Learning Theories and Models: Several learning theories may be applied in the practice of teaching. These learning theories are based on different epistomologies.

  • Behaviorism 
  • IP Model 
  • Schema Theory 
  • Situated Cognition 
  • Social-Cognitive Theory: Piaget 
  • Social Historical Theory: Vygotsky 
  • Constructivism 
  • Comparision of Theories 
  • Behaviroism, Cognitivist, Constructivism 

There are basically three viewpoints or "schools of thought" on teaching & learning. They are "behaviorism", "cognitivism" and "constructivism".

Of these three, two viewpoints have significant implications for classroom management (Behavioral vs. Cognitive models and their key proponents).

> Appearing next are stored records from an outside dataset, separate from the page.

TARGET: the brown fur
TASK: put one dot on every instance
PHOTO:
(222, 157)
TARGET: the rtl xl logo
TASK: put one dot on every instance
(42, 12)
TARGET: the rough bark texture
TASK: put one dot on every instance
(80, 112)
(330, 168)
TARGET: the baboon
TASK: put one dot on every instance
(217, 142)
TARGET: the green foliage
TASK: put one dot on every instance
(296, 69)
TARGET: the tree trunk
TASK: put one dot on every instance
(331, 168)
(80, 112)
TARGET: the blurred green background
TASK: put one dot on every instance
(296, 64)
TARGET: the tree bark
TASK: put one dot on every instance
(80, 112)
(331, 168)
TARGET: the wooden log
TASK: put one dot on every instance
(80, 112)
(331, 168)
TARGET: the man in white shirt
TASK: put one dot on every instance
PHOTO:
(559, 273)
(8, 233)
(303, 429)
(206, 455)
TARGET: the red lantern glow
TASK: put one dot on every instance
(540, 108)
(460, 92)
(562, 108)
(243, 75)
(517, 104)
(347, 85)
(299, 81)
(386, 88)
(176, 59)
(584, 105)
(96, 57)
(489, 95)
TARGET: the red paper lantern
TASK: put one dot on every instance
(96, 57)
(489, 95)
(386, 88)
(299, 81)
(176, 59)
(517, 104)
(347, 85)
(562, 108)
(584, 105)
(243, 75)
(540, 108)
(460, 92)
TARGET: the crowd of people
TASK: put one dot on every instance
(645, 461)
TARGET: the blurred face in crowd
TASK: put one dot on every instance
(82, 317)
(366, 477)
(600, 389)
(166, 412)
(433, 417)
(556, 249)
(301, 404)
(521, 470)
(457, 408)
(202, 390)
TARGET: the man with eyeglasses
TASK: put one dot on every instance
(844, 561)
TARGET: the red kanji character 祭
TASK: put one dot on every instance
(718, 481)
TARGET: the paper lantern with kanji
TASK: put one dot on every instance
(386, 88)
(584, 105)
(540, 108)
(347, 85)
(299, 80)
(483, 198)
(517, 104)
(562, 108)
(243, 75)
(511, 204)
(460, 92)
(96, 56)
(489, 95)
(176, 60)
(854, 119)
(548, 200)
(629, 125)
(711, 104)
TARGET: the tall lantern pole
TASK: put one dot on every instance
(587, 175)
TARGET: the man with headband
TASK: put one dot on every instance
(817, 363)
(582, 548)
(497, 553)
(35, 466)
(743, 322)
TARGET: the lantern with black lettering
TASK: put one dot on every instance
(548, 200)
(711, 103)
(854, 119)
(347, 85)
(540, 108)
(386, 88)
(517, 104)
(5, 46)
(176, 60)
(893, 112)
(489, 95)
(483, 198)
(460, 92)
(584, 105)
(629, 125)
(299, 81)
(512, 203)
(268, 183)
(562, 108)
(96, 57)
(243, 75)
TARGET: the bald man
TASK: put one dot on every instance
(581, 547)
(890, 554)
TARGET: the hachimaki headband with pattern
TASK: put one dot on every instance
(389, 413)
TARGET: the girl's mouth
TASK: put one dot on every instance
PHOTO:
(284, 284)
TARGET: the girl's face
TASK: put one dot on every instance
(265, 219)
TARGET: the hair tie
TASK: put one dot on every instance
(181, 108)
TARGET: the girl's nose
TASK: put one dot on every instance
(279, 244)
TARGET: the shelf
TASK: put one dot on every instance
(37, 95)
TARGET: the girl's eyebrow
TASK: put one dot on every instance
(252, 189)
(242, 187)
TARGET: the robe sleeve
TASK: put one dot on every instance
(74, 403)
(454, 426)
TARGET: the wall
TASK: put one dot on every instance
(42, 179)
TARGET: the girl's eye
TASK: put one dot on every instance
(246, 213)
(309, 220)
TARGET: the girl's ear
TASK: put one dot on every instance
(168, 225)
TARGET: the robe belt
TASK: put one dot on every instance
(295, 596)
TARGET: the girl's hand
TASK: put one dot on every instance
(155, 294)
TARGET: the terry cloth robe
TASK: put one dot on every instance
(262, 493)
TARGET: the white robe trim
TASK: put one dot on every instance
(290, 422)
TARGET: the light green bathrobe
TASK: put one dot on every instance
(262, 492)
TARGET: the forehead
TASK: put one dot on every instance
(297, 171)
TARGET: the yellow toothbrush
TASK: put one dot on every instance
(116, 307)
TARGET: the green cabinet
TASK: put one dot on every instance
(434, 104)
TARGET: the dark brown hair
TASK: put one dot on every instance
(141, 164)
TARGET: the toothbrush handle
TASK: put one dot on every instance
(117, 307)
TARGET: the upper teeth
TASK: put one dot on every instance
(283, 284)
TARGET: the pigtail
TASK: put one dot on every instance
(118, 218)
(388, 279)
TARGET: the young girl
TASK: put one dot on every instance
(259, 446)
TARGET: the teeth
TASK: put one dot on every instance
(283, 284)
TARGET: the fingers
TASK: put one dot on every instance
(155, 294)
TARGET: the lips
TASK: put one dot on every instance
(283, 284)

Epistemology deals with the nature of knowledge and how we come to know things. Further, epistemology is concerned with how is knowledge distinguished from opinion or falsehoods, and what are legitimate ways of knowing.

Epistemology of learning:
several beliefs in epistemology.
 
1. What is permitted as a valid source of knowledge:

  • Empiricism: sensory experience is the only valid source of knowledge
  • Natives: at least some knowledge is innate (i.e., present in some form at birth)
  • Rationalism: reason is the source of knowledge (i.e. the mind actively constructs knowledge)


2. Content of knowledge:

  • Skepticism: the belief that the world may not be knowable at all (i.e. that our knowledge may never correspond to reality)
  • Realism: the belief that things in the world can be known directly
  • Idealism: the belief that knowledge consists of only ideas or representations about reality.
  • Pragmatism: the belief that reality exists but cannot be known directly. Knowledge is provisional, not absolute - sometimes it corresponds with reality and sometimes it doesn't and it can be obtained through empirical or rational processes.


 
3.  The orientation, or tradition:

  • Pragmatism: the epistemological orientation in which reality is assumed to be external to and separate from the knower, empiricism and realism characterize this orientation. Knowledge tends to be seen as absolute and becomes equated with truth.
  • Interpretivism: the epistemological orientation in which reality is assumed to be constructed by the knower, rationalism and idealism characterize this orientation.